TENSIONS ESTIVALES

Aux urgences, un filtrage des patients délétère par manque de personnel

Publié le 19/08/2025

Canicule et manque de moyens et de personnels s'associent cette année encore pour dégrader la prise en charge des patients par les services d'urgences hospitaliers, s'insurge le Syndicat national des professionnels infirmiers. Plusieurs établissements ont dû imposer une régulation nocturne par le 15, avec des conséquences délétères pour les usagers.

panneau accueil des urgences

Crédit photo : BURGER / PHANIE

Cette année encore, des services d’urgence sont contraints de restreindre leur accès durant la période estivale pendant certaines plages horaires en raison du manque de soignants, dénonce le Syndicat national des professionnels infirmiers dans un communiqué. « Dans plusieurs régions, les urgences ne sont plus accessibles la nuit sans passer par un filtre téléphonique », s’irrite-t-il. C’est le cas en Loire-Atlantique où, depuis le 13 juillet 2025, l’Agence régionale de santé (ARS) du Pays de la Loire a décidé d’appliquer cette régulation nocturne pour une durée de trois ans. « Le dispositif d’accès régulé aux urgences la nuit a pour objectifs de mieux orienter les patients en fonction de leur besoin de santé et de préserver les conditions de travail des professionnels de nuit dans les services des urgences », faisait ainsi savoir l’Agence le 10 juillet. Un peu avant, le département du Calvados (Normandie) avait déjà imposé ce même mode de fonctionnement. Et en Bretagne, c’est l’établissement de Landerneau qui a été contraint de fermer du 11 juillet au 24 août. L’année précédente, un tiers des établissements sanitaires (34%) avaient dû faire fonctionner leur service d’urgence en mode dégradé, avait dénoncé Samu-Urgences de France, pointant une systématisation de ce recours à la régulation téléphonique par manque de personnel.

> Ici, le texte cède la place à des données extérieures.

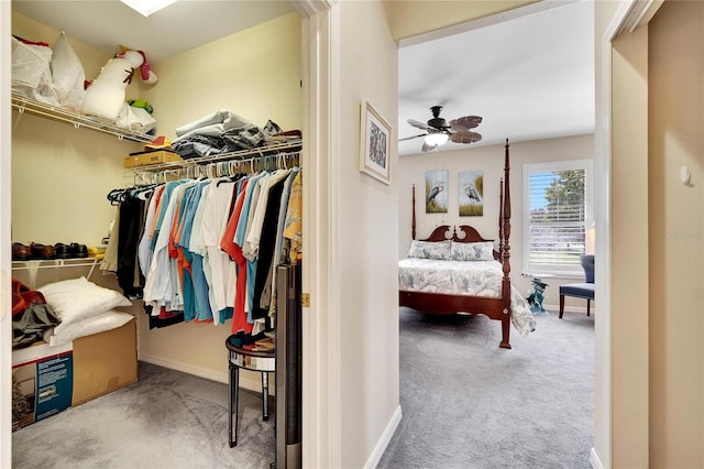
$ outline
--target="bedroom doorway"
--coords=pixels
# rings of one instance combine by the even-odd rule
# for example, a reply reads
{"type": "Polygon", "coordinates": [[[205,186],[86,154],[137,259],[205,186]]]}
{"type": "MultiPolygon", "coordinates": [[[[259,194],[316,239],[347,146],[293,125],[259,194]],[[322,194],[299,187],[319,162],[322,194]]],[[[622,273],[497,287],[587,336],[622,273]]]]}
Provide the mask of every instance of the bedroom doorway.
{"type": "MultiPolygon", "coordinates": [[[[583,7],[583,4],[580,7],[583,7]]],[[[566,7],[559,7],[559,9],[561,8],[566,8],[566,7]]],[[[521,9],[517,9],[517,10],[521,10],[521,9]]],[[[531,12],[535,13],[535,11],[531,11],[531,12]]],[[[508,14],[506,14],[502,20],[499,19],[495,19],[495,20],[497,22],[501,22],[501,21],[510,22],[513,19],[518,18],[521,14],[517,11],[514,11],[514,13],[515,13],[515,17],[512,17],[510,19],[507,19],[508,14]]],[[[531,18],[534,17],[538,18],[540,14],[542,13],[536,13],[531,15],[531,18]]],[[[492,20],[486,21],[486,19],[484,19],[484,21],[477,21],[473,25],[472,24],[468,25],[466,29],[472,30],[472,28],[477,28],[477,29],[481,28],[483,30],[490,31],[493,24],[487,24],[487,23],[492,23],[492,20]]],[[[593,30],[594,30],[593,24],[590,25],[590,30],[593,33],[593,30]]],[[[443,37],[443,35],[446,34],[448,35],[454,34],[457,32],[458,32],[457,28],[450,29],[450,31],[444,31],[444,32],[433,31],[432,33],[428,33],[424,39],[411,37],[407,41],[406,44],[404,44],[404,41],[402,41],[402,45],[399,50],[399,81],[404,79],[403,78],[404,74],[402,70],[404,67],[403,61],[404,61],[405,47],[410,47],[411,45],[415,45],[415,44],[425,44],[425,46],[428,46],[430,48],[433,42],[437,42],[437,43],[440,42],[440,41],[436,41],[439,37],[443,37]]],[[[530,41],[529,39],[527,39],[525,34],[520,34],[518,32],[516,32],[516,34],[519,37],[521,37],[522,41],[526,41],[526,42],[530,41]]],[[[591,51],[593,53],[593,44],[594,44],[593,35],[587,41],[591,44],[591,51]]],[[[451,56],[458,56],[458,54],[453,54],[453,52],[455,51],[451,51],[451,50],[444,51],[444,53],[450,53],[451,56]]],[[[440,54],[443,52],[436,51],[436,53],[440,54]]],[[[485,83],[484,79],[482,79],[481,76],[477,76],[479,74],[477,69],[481,68],[481,65],[479,63],[481,62],[481,58],[483,57],[484,53],[485,51],[481,46],[476,45],[475,55],[472,55],[473,59],[470,61],[470,63],[472,63],[472,66],[468,67],[468,72],[463,72],[463,66],[460,64],[455,63],[453,64],[453,66],[455,67],[455,74],[462,76],[461,74],[464,73],[464,77],[466,77],[465,81],[466,81],[468,88],[479,88],[486,92],[486,88],[488,85],[485,83]],[[480,51],[482,51],[482,53],[480,53],[480,51]]],[[[493,73],[492,77],[494,77],[496,80],[502,79],[502,74],[504,70],[510,69],[512,72],[514,72],[514,68],[516,67],[515,61],[519,59],[518,57],[516,57],[517,53],[510,51],[509,48],[505,48],[501,53],[505,54],[506,58],[503,61],[504,63],[503,67],[496,68],[492,72],[493,73]]],[[[418,57],[417,56],[411,57],[410,59],[416,61],[418,59],[418,57]]],[[[592,61],[593,61],[593,57],[592,57],[592,61]]],[[[422,69],[422,67],[420,67],[418,64],[415,64],[414,66],[419,69],[422,69]]],[[[432,72],[435,72],[436,74],[433,75],[435,77],[443,75],[442,72],[438,69],[433,69],[432,72]]],[[[593,62],[592,62],[591,75],[592,75],[591,86],[594,87],[593,62]]],[[[486,80],[488,80],[488,78],[486,80]]],[[[438,79],[438,87],[442,88],[442,85],[446,85],[446,83],[447,80],[438,79]]],[[[476,107],[479,106],[477,103],[479,98],[477,100],[473,101],[474,103],[472,105],[473,107],[470,106],[468,108],[455,109],[451,111],[452,109],[451,107],[455,105],[454,101],[457,101],[454,96],[452,95],[443,96],[442,91],[440,92],[440,97],[432,96],[431,91],[433,90],[433,88],[430,86],[426,86],[426,87],[417,86],[415,89],[421,90],[421,91],[417,91],[418,98],[419,100],[425,99],[428,105],[435,106],[436,102],[431,102],[431,100],[444,98],[444,100],[437,103],[444,106],[444,111],[447,111],[448,118],[453,118],[455,117],[455,114],[463,116],[464,113],[474,113],[474,112],[476,112],[477,114],[481,114],[483,112],[482,109],[476,109],[476,107]]],[[[402,83],[399,83],[399,138],[406,137],[406,133],[404,133],[405,127],[409,128],[407,132],[408,135],[413,134],[413,131],[416,130],[416,129],[410,129],[410,127],[405,121],[405,117],[406,117],[405,114],[407,114],[408,112],[404,110],[404,106],[405,106],[404,92],[405,92],[405,87],[402,83]]],[[[530,97],[525,96],[524,99],[529,100],[530,97]]],[[[516,99],[513,99],[510,102],[516,102],[516,99]]],[[[588,131],[583,131],[579,135],[573,134],[569,137],[561,135],[558,138],[556,137],[550,139],[546,138],[544,139],[546,141],[548,140],[550,141],[549,143],[546,143],[546,145],[554,144],[554,142],[559,140],[561,140],[560,143],[569,144],[569,143],[572,143],[571,139],[578,139],[582,141],[581,144],[585,145],[586,148],[585,151],[588,152],[587,157],[594,157],[594,154],[595,154],[594,109],[592,109],[591,112],[592,112],[591,128],[588,129],[588,131]]],[[[422,117],[422,114],[420,116],[422,117]]],[[[495,126],[496,123],[491,122],[487,119],[487,116],[483,116],[483,117],[484,117],[484,121],[480,127],[477,127],[477,131],[484,134],[484,138],[486,141],[490,138],[490,124],[495,126]]],[[[416,120],[425,120],[425,119],[420,119],[418,117],[413,117],[413,116],[410,118],[414,118],[416,120]]],[[[417,133],[420,133],[420,132],[417,132],[417,133]]],[[[531,163],[531,161],[526,160],[526,155],[527,154],[532,155],[534,149],[539,148],[539,145],[541,144],[539,141],[540,139],[538,140],[526,139],[521,141],[521,139],[512,138],[512,134],[503,135],[503,137],[509,137],[509,139],[512,140],[512,176],[513,176],[512,181],[515,177],[520,178],[522,164],[531,163]]],[[[457,174],[464,171],[483,170],[484,181],[488,181],[490,177],[495,177],[496,179],[498,179],[499,177],[498,171],[501,170],[496,170],[492,172],[491,165],[493,164],[492,154],[494,156],[494,160],[498,160],[496,157],[497,154],[503,154],[503,153],[499,153],[502,151],[501,145],[495,144],[494,146],[492,146],[490,144],[487,146],[483,146],[483,143],[482,143],[476,146],[468,145],[466,148],[471,150],[462,150],[462,149],[453,148],[447,152],[446,151],[438,152],[437,150],[431,152],[421,152],[422,142],[420,142],[419,140],[420,139],[417,139],[415,141],[411,140],[411,142],[415,142],[416,148],[415,150],[410,150],[406,152],[402,148],[402,144],[405,144],[405,142],[399,142],[399,172],[398,173],[400,173],[399,177],[402,181],[400,187],[399,187],[399,194],[402,195],[400,197],[402,206],[399,208],[399,233],[400,233],[399,259],[403,259],[406,257],[406,253],[408,251],[408,246],[410,243],[410,225],[411,225],[410,220],[411,220],[413,214],[410,208],[411,207],[410,195],[408,193],[410,192],[410,186],[413,184],[416,184],[416,189],[419,190],[418,194],[416,194],[416,197],[418,200],[420,200],[419,208],[417,208],[417,212],[415,214],[416,217],[418,217],[417,239],[427,237],[430,233],[430,231],[432,231],[432,228],[437,225],[468,223],[466,218],[460,218],[458,216],[457,205],[453,206],[454,204],[453,200],[458,199],[457,186],[455,188],[450,187],[449,196],[452,201],[450,201],[447,212],[442,215],[436,215],[436,214],[429,215],[426,212],[424,208],[425,204],[422,204],[422,199],[424,199],[422,185],[424,185],[424,177],[428,171],[430,170],[437,171],[438,168],[449,168],[449,173],[450,173],[449,183],[451,186],[458,184],[457,174]],[[493,153],[488,154],[487,152],[490,151],[493,151],[493,153]],[[455,155],[461,155],[461,156],[455,156],[455,155]],[[471,157],[468,157],[468,156],[471,156],[471,157]],[[419,187],[420,189],[418,189],[419,187]],[[425,218],[425,221],[424,221],[424,218],[425,218]]],[[[542,156],[540,157],[543,159],[541,160],[541,162],[544,162],[546,159],[549,157],[549,156],[546,156],[546,154],[550,154],[550,153],[563,154],[564,151],[563,150],[556,151],[554,146],[547,146],[542,149],[542,151],[539,153],[542,153],[542,156]]],[[[539,156],[536,156],[536,157],[539,157],[539,156]]],[[[513,214],[514,225],[512,230],[512,281],[518,285],[517,287],[519,288],[519,292],[524,294],[524,292],[527,292],[530,287],[530,283],[529,283],[530,279],[521,276],[522,269],[521,269],[520,254],[521,254],[522,246],[519,240],[520,232],[521,232],[521,226],[519,225],[521,220],[521,216],[519,212],[522,206],[522,201],[521,201],[522,198],[521,198],[521,192],[519,189],[516,189],[515,186],[512,187],[512,190],[513,190],[513,197],[514,197],[514,214],[513,214]]],[[[497,193],[497,190],[495,192],[497,193]]],[[[490,203],[487,198],[487,201],[485,201],[485,206],[484,206],[484,210],[485,210],[484,216],[481,218],[475,217],[470,219],[470,222],[468,225],[472,225],[472,226],[479,225],[480,232],[487,233],[485,238],[494,238],[496,233],[496,217],[490,214],[496,214],[495,208],[497,206],[498,204],[496,201],[490,203]],[[493,206],[490,207],[490,204],[493,204],[493,206]]],[[[590,451],[594,446],[594,443],[593,443],[594,414],[595,414],[594,397],[593,397],[594,382],[595,382],[594,323],[595,320],[598,320],[597,319],[598,313],[595,313],[587,318],[585,314],[578,313],[579,310],[584,310],[585,305],[575,304],[574,307],[571,308],[572,312],[570,312],[569,314],[565,314],[565,319],[562,319],[561,323],[558,323],[557,308],[559,305],[559,295],[557,294],[557,292],[559,290],[559,284],[570,283],[574,281],[575,281],[574,279],[564,279],[564,280],[550,279],[550,281],[547,282],[550,284],[550,286],[548,287],[548,291],[547,291],[544,305],[551,312],[551,315],[549,316],[549,318],[550,319],[554,318],[556,320],[553,324],[546,323],[542,326],[540,326],[541,323],[539,321],[538,325],[539,327],[541,327],[540,330],[549,331],[548,335],[552,337],[557,337],[560,334],[568,334],[565,329],[573,328],[573,330],[570,330],[569,334],[570,335],[574,334],[574,337],[572,336],[570,337],[572,337],[572,340],[578,340],[579,343],[581,343],[581,347],[584,348],[584,353],[582,353],[582,356],[579,357],[579,360],[576,360],[575,362],[562,363],[562,364],[565,364],[565,368],[563,368],[562,371],[560,371],[557,375],[551,375],[547,371],[542,373],[542,378],[546,378],[546,377],[552,378],[551,380],[546,380],[542,383],[543,385],[546,385],[546,388],[543,389],[538,385],[530,386],[531,391],[526,392],[525,395],[522,395],[522,397],[531,396],[537,400],[544,399],[546,395],[551,395],[551,393],[557,392],[557,388],[565,384],[565,381],[570,381],[570,384],[574,384],[575,386],[581,386],[579,388],[580,391],[578,391],[576,388],[569,390],[569,386],[565,386],[563,389],[565,397],[569,395],[580,395],[580,393],[582,395],[587,395],[586,400],[581,403],[584,405],[584,407],[581,407],[579,410],[575,408],[574,412],[588,414],[588,417],[585,421],[581,422],[580,424],[580,427],[582,428],[582,430],[581,432],[578,430],[575,435],[573,435],[580,441],[579,449],[575,449],[573,445],[570,444],[569,441],[565,441],[564,447],[566,448],[565,449],[566,451],[572,451],[571,452],[572,456],[579,459],[581,465],[583,463],[584,467],[588,467],[590,451]],[[585,370],[588,370],[588,372],[584,372],[585,370]],[[559,377],[562,377],[562,379],[560,379],[559,377]],[[586,379],[584,379],[585,377],[586,379]],[[585,392],[587,394],[585,394],[585,392]]],[[[451,317],[451,318],[450,317],[447,317],[447,318],[446,317],[442,317],[442,318],[425,317],[421,314],[418,314],[414,310],[405,309],[405,308],[402,308],[402,310],[399,312],[399,316],[400,316],[400,323],[402,323],[400,325],[402,334],[399,337],[399,341],[400,341],[399,353],[400,353],[400,363],[402,363],[400,388],[402,388],[402,406],[403,407],[404,407],[404,403],[406,403],[406,406],[410,405],[408,403],[408,399],[410,399],[409,397],[410,394],[407,394],[407,392],[418,391],[420,393],[422,392],[422,388],[427,388],[425,391],[425,394],[422,394],[427,397],[427,401],[424,401],[424,403],[430,404],[432,402],[432,399],[430,397],[431,392],[429,390],[436,389],[437,384],[439,382],[442,382],[438,378],[438,373],[439,373],[438,370],[446,369],[446,368],[447,370],[453,370],[452,382],[455,382],[455,381],[459,382],[462,377],[464,377],[465,374],[469,374],[468,369],[477,367],[479,362],[481,362],[479,364],[480,368],[484,367],[486,364],[483,361],[484,358],[486,358],[487,362],[492,362],[493,360],[497,360],[497,356],[501,352],[508,358],[505,358],[504,356],[502,356],[502,359],[499,361],[502,360],[513,361],[513,360],[517,360],[517,357],[519,357],[521,352],[530,350],[530,352],[528,352],[527,355],[526,360],[535,360],[536,358],[540,357],[541,352],[544,351],[544,350],[541,350],[540,347],[538,347],[538,350],[532,349],[534,346],[537,346],[537,340],[534,340],[534,339],[536,337],[539,337],[539,335],[534,332],[534,337],[527,337],[522,339],[518,337],[518,334],[516,334],[513,327],[512,327],[512,342],[514,345],[514,349],[510,351],[499,350],[496,346],[498,343],[497,337],[501,337],[501,335],[498,334],[501,331],[501,324],[497,321],[491,321],[483,316],[476,316],[476,317],[459,316],[459,317],[451,317]],[[469,335],[469,334],[463,335],[462,332],[464,331],[464,329],[470,329],[472,332],[476,332],[476,335],[469,335]],[[439,343],[430,345],[430,339],[427,337],[429,335],[426,334],[428,330],[431,332],[430,334],[431,336],[440,337],[442,340],[439,343]],[[408,337],[405,337],[406,334],[408,335],[408,337]],[[465,351],[463,348],[460,348],[460,347],[464,347],[466,341],[471,342],[470,343],[471,347],[474,347],[472,349],[472,352],[465,351]],[[450,349],[442,349],[444,350],[444,355],[441,355],[442,358],[438,358],[437,360],[433,360],[432,357],[429,357],[429,353],[426,353],[422,350],[418,350],[414,347],[417,343],[424,343],[424,346],[427,346],[429,348],[438,347],[440,350],[443,345],[447,345],[446,342],[450,343],[452,347],[450,347],[450,349]],[[531,342],[536,342],[536,343],[531,343],[531,342]],[[521,348],[522,348],[522,351],[520,350],[521,348]],[[459,350],[461,350],[462,352],[465,352],[465,355],[462,355],[462,352],[458,352],[459,350]],[[416,359],[411,360],[413,363],[409,363],[408,361],[405,360],[404,358],[405,353],[416,353],[415,355],[416,359]],[[455,363],[453,361],[453,358],[455,357],[455,355],[460,355],[462,357],[471,356],[473,358],[472,360],[470,360],[471,364],[462,363],[461,360],[458,360],[460,361],[460,363],[455,363]],[[418,360],[418,357],[421,357],[422,359],[418,360]],[[415,373],[422,369],[424,362],[431,368],[431,370],[428,370],[428,377],[430,378],[419,379],[417,378],[417,375],[414,374],[414,377],[416,378],[407,380],[405,374],[408,374],[408,373],[404,371],[404,367],[408,367],[409,372],[415,373]],[[466,364],[466,367],[463,367],[463,364],[466,364]],[[418,384],[418,383],[425,383],[425,384],[418,384]]],[[[543,343],[542,347],[543,348],[554,347],[556,353],[553,353],[553,356],[558,357],[561,355],[558,350],[562,350],[561,347],[563,346],[556,342],[557,342],[556,340],[551,340],[543,343]]],[[[580,349],[580,352],[582,352],[582,349],[580,349]]],[[[565,353],[568,355],[574,353],[574,351],[571,351],[571,352],[565,351],[565,353]]],[[[576,353],[576,355],[580,355],[580,353],[576,353]]],[[[551,359],[551,358],[547,357],[546,359],[551,359]]],[[[560,369],[558,364],[556,364],[553,368],[560,369]]],[[[498,403],[499,401],[493,401],[492,397],[487,397],[492,395],[492,392],[491,392],[492,389],[494,390],[502,389],[499,383],[501,379],[498,378],[499,375],[498,370],[492,370],[492,371],[480,370],[477,372],[477,375],[484,377],[481,380],[483,381],[482,383],[479,383],[480,380],[476,379],[476,380],[473,380],[471,384],[465,383],[465,386],[482,388],[486,390],[486,392],[477,392],[476,394],[471,394],[471,397],[469,400],[475,403],[485,403],[487,401],[491,401],[494,405],[497,405],[501,407],[501,404],[498,403]],[[482,374],[482,373],[485,373],[485,374],[482,374]]],[[[442,388],[446,388],[446,385],[443,384],[442,388]]],[[[460,389],[455,389],[455,392],[460,392],[460,389]]],[[[462,392],[466,396],[468,393],[464,391],[464,388],[462,388],[462,392]]],[[[520,399],[519,395],[506,394],[506,396],[508,397],[509,402],[520,399]]],[[[563,402],[568,402],[568,401],[573,401],[573,400],[568,399],[565,401],[563,399],[556,399],[550,403],[546,403],[546,405],[554,408],[556,412],[562,412],[564,411],[564,408],[560,411],[558,408],[559,406],[554,405],[553,403],[559,402],[561,406],[563,402]]],[[[458,406],[463,405],[462,401],[458,401],[458,402],[449,401],[449,402],[455,403],[458,406]]],[[[415,418],[417,415],[422,415],[422,411],[418,410],[419,414],[416,414],[415,413],[416,411],[417,411],[416,408],[410,411],[411,418],[415,418]]],[[[481,411],[473,410],[472,413],[468,414],[468,417],[464,422],[472,422],[472,418],[476,417],[476,413],[481,413],[481,411]]],[[[492,414],[493,416],[490,415],[490,413],[481,414],[481,415],[484,415],[487,421],[491,421],[492,418],[499,418],[494,414],[492,414]]],[[[421,424],[418,424],[418,425],[410,424],[407,422],[409,419],[409,413],[407,412],[406,408],[404,408],[404,417],[406,418],[402,419],[402,424],[399,425],[398,433],[404,432],[404,425],[409,425],[409,426],[413,425],[414,438],[420,437],[416,433],[417,428],[420,428],[427,425],[428,427],[435,426],[437,430],[437,428],[439,427],[441,428],[443,425],[441,422],[435,421],[432,416],[427,416],[427,419],[421,424]]],[[[516,414],[510,416],[507,414],[504,424],[508,426],[513,426],[514,424],[518,425],[524,419],[525,419],[525,415],[521,416],[516,414]]],[[[460,421],[462,421],[462,418],[460,418],[460,421]]],[[[457,426],[459,425],[458,419],[453,419],[453,422],[454,422],[453,427],[457,429],[457,426]]],[[[437,432],[433,432],[433,433],[438,434],[437,432]]],[[[491,434],[491,432],[486,432],[486,433],[491,434]]],[[[428,435],[431,435],[431,433],[429,433],[428,435]]],[[[428,437],[431,438],[430,436],[428,437]]],[[[482,452],[481,447],[477,447],[475,449],[477,454],[482,452]]],[[[380,467],[393,467],[395,465],[403,463],[402,462],[403,459],[397,459],[397,457],[398,455],[403,455],[405,452],[408,454],[408,451],[413,451],[413,448],[404,446],[404,444],[400,440],[396,440],[396,438],[394,438],[389,444],[389,447],[387,448],[387,454],[385,454],[384,458],[382,459],[382,463],[380,465],[380,467]]],[[[431,454],[428,457],[431,459],[427,459],[428,463],[430,463],[430,461],[433,460],[432,459],[433,457],[440,456],[437,454],[433,455],[432,454],[433,451],[430,451],[430,452],[431,454]]],[[[424,457],[422,455],[416,455],[416,456],[420,458],[424,457]]],[[[448,451],[447,454],[442,455],[442,457],[447,457],[447,458],[453,458],[454,456],[455,455],[453,455],[452,451],[448,451]]],[[[435,460],[438,461],[439,459],[435,459],[435,460]]],[[[450,460],[454,461],[454,459],[450,459],[450,460]]]]}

Canicule et retards de prise en charge

L’impact est d’autant plus grand que la France vient de subir un nouvel épisode de canicule, qui met en danger les personnes les plus vulnérables, notamment les plus âgées ou celles atteintes de pathologies chroniques. Et qui entraîne de facto une hausse des passages aux urgences, qui se retrouvent rapidement saturées. Selon son bulletin hebdomadaire du 13 août 2025, Santé publique France a enregistré entre le 8 et le 11 août 100 passages supplémentaires dus à la canicule, avec un recours aux soins qui a augmenté dans toutes les classes d'âge. « Pour les patients, ces fermetures se traduisent en kilomètres supplémentaires, en délais qui s’allongent, en situations critiques laissées à l’appréciation d’un régulateur au téléphone », commente le SNPI, qui martèle : « La consigne est partout la même : filtrer, reporter, transférer» De quoi contredire Catherine Vautrin, la ministre du Travail, de la Santé et des Solidarités, qui assurait mi-août que les hôpitaux étaient prêts à faire face à l’afflux de patients escompté avec la canicule.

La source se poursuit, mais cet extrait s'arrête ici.